No Babies, No Stimulus
The last four years have seen a lot of back and forth about stimulus. Though the battle is carried out with studies and lots of historical analogy, I see little evidence that either side has done much persuading. The real battle is over ideology: Roughly speaking, those who think larger government would be swell are in favor of spending more government money on stuff, while those who want to shrink government until they can drown it in a bathtub are vehemently opposed.
But today, Tyler Cowen actually suggests a new way to think about stimulus: in terms of demographics.
- Government consumption's share of global gross domestic product has risen from 11 percent to 14 percent over the past 15 years. In 2013, it hit its highest level since 1980.
- At the same time, government debt-to-GDP ratios have hit record highs in many countries.
- Working-age populations are growing more slowly, or in some countries, such as Japan, beginning to decline.
- Accordingly, the window of opportunity for mature economies to bring government debt levels down to sustainable levels is narrowing, owing to demographic shifts.
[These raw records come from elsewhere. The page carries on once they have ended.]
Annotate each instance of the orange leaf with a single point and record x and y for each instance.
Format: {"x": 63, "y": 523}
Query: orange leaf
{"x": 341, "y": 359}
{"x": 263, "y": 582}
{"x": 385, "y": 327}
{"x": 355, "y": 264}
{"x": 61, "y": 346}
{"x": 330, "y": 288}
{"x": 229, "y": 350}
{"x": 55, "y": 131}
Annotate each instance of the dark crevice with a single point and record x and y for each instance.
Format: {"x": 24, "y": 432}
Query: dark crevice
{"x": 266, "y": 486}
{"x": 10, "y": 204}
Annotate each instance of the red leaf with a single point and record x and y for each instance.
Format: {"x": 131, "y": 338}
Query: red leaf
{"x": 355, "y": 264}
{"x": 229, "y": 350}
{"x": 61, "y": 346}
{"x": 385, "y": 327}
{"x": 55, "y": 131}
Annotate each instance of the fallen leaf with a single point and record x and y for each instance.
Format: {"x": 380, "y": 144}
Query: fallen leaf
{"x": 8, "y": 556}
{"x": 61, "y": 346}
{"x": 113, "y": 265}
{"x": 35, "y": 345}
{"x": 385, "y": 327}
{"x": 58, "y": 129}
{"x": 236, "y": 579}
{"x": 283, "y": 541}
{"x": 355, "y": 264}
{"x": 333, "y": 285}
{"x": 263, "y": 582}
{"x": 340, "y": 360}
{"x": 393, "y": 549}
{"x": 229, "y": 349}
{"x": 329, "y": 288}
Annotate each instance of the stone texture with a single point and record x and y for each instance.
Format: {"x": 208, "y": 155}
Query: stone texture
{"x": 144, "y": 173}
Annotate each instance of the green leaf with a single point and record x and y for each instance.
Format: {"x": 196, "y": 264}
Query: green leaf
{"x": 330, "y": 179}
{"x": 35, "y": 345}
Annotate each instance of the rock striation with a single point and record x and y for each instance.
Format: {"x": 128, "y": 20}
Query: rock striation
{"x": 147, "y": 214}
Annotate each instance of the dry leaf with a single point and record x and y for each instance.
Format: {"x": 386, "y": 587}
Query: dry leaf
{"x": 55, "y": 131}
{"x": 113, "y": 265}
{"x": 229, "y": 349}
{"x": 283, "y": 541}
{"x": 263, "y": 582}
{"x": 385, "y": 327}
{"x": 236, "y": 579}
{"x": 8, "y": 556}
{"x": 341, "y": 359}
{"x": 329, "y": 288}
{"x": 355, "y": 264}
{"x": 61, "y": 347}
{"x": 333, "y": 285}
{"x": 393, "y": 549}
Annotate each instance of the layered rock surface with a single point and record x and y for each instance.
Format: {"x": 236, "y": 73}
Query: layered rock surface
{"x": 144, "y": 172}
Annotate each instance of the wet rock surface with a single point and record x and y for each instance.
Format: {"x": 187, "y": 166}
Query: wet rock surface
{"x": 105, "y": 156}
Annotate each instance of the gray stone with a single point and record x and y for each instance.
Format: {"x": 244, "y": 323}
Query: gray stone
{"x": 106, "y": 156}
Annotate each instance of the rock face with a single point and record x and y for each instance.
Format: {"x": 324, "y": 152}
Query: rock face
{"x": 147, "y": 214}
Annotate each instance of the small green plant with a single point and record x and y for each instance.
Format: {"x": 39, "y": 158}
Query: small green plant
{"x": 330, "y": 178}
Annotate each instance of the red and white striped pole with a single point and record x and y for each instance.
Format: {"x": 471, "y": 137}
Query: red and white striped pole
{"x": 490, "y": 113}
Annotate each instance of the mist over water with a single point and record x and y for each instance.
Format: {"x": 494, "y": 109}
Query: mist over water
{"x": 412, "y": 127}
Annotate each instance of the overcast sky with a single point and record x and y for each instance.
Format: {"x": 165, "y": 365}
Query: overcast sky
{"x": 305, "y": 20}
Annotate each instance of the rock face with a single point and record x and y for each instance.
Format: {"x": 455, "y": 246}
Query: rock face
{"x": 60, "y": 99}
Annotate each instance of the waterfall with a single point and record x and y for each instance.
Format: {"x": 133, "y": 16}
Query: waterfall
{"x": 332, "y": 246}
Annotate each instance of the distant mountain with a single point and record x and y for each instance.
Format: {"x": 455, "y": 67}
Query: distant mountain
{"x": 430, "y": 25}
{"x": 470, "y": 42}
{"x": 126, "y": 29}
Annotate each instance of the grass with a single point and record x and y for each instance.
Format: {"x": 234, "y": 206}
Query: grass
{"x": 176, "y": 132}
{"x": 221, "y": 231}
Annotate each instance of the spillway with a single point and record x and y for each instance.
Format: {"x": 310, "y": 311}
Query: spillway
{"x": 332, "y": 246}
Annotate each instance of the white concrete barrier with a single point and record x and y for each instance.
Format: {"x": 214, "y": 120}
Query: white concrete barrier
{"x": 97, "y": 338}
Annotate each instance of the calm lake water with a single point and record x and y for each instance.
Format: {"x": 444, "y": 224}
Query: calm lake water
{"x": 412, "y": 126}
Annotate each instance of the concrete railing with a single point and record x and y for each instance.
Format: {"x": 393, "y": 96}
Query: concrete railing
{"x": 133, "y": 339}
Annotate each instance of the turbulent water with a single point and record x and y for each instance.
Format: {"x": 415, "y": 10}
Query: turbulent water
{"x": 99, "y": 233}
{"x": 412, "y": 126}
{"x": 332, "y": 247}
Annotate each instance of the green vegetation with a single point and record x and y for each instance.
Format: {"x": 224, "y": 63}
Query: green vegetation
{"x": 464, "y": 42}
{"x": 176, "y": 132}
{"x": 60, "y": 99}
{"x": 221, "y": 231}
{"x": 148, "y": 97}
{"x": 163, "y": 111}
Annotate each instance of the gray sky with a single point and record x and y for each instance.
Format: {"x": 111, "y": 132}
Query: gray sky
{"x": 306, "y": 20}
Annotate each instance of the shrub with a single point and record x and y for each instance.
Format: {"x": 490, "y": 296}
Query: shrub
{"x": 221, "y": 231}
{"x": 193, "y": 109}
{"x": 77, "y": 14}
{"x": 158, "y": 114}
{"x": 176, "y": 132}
- Given the situation in the government sector, private consumption needs to make a bigger contribution to the next phase of the recovery. Its share of GDP continues to hit multi-decade lows. Fixed investment is also making a smaller contribution to global growth than it did in the pre-crisis years.
I've written before about the havoc that demographics can wreak on debt levels:
Sweating this debt down by austerity alone would take ages, cause immense suffering among people who depended on the cut services, and -- as Greece has shown -- draw fierce public opposition. Moreover, commentators like Paul Krugman argue that it would actually make the problem worse in the short term, because government austerity makes the economy contract. As they see it, trying to close Europe's fiscal gaps with austerity alone is like trying to get out of a deep hole by digging harder.
Strong growth by Europe's troubled debtor nations would of course offer a different, and less painful, way out. After all, if you make $30,000 a year, a $10,000 credit-card balance is crippling; but if you make $300,000 a year, it's fairly trivial. The faster Italy's economy expands, the more manageable Italy's debt becomes.
But that's where the dearth of workers comes into play. Everyone agrees that rapid growth would be much nicer than higher taxes and slashed pension payments. The hitch is that over the past five years, growth in the Italian economy hasn't averaged even 1 percent a year. Soaring growth will be tough to achieve, because more and more Italians are getting too old to work -- and fewer and fewer Italians have been having the babies needed to replace them.
But I didn't explore one direct implication of this: that as our demographics change, perhaps our stimulus policy should as well.
If you do a big stimulus when the population is growing, you can expect, over time, to be able to spread debt payments over more people. The value of the debt may not change, but the per-capita debt burden will shrink.
But if you undertake a big stimulus when the population is stagnant, or even declining, then over time, the per-capita debt burden will rise ... and if your society encourages long retirements, the debt burden per-worker will rise even faster.